Trusted Big Data Analytics and ML#

Artificial intelligence on big data is increasingly important to many real-world applications. Many machine learning and data analytics applications are benefiting from the private data in different domains. Most of these applications leverage the private data to offer certain valuable services to the users. But the private data could be repurposed to infer sensitive information, which would jeopardize the privacy of individuals. Privacy-Preserving Machine Learning (PPML) helps address these risks. Using techniques such as cryptography differential privacy, and hardware technologies, PPML aims to protect the privacy of sensitive user data and of the trained model as it performs ML tasks.

BigDL helps to build PPML applications (including big data analytics, machine learning, and cluster serving etc) on top of Intel® SGX Software Guard Extensions (Intel® SGX) and library OSes such as Graphene and Occlum. In the current release, two types of trusted Big Data AI applications are supported:

  1. Big Data analytics and ML/DL (supporting Apache Spark and BigDL)
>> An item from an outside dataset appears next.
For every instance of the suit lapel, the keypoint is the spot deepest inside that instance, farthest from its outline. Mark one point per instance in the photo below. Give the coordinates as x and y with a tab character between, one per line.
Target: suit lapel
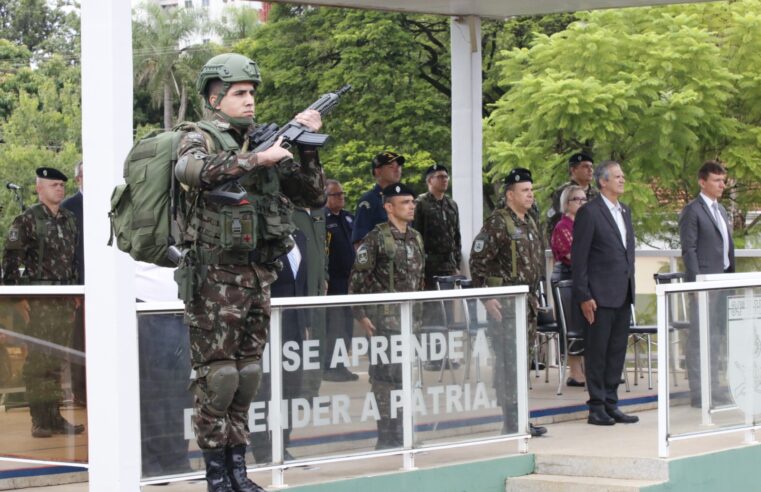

  2. Realtime compute and ML/DL (supporting Apache Flink and BigDL Cluster Serving)

1. Trusted Big Data ML#

With trusted Big Data analytics and ML/DL support, users can run standard Spark data analysis (such as Spark SQL, Dataframe, MLlib, etc.) and distributed deep learning (using BigDL) in a secure and trusted fashion.

2. Trusted Real Time ML#

With the trusted real time compute and ML/DL support, users can run standard Flink stream processing and distributed DL model inference (using Cluster Serving) in a secure and trusted fashion.

3. Intel SGX and LibOS#

Intel® SGX#

Intel® SGX runs on Intel’s Trusted Execution Environment (TEE), offering hardware-based memory encryption that isolates specific application code and data in memory. Intel® SGX enables user-level code to allocate private regions of memory, called enclaves, which are designed to be protected from processes running at higher privilege levels.

Graphene-SGX#

Graphene is a lightweight guest OS, designed to run a single application with minimal host requirements. Graphene can run applications in an isolated environment with benefits comparable to running a complete OS in a virtual machine – including guest customization, ease of porting to different OSes, and process migration. Graphene supports native, unmodified Linux applications on any platform. Currently, Graphene runs on Linux and Intel SGX enclaves on Linux platforms. With Intel SGX support, Graphene can secure a critical application in a hardware-encrypted memory region. Graphene can protect applications from a malicious system stack with minimal porting effort.

Occlum#

Occlum is a memory-safe, multi-process library OS (LibOS) for Intel SGX. As a LibOS, it enables legacy applications to run on SGX with little or even no modifications of source code, thus protecting the confidentiality and integrity of user workloads transparently.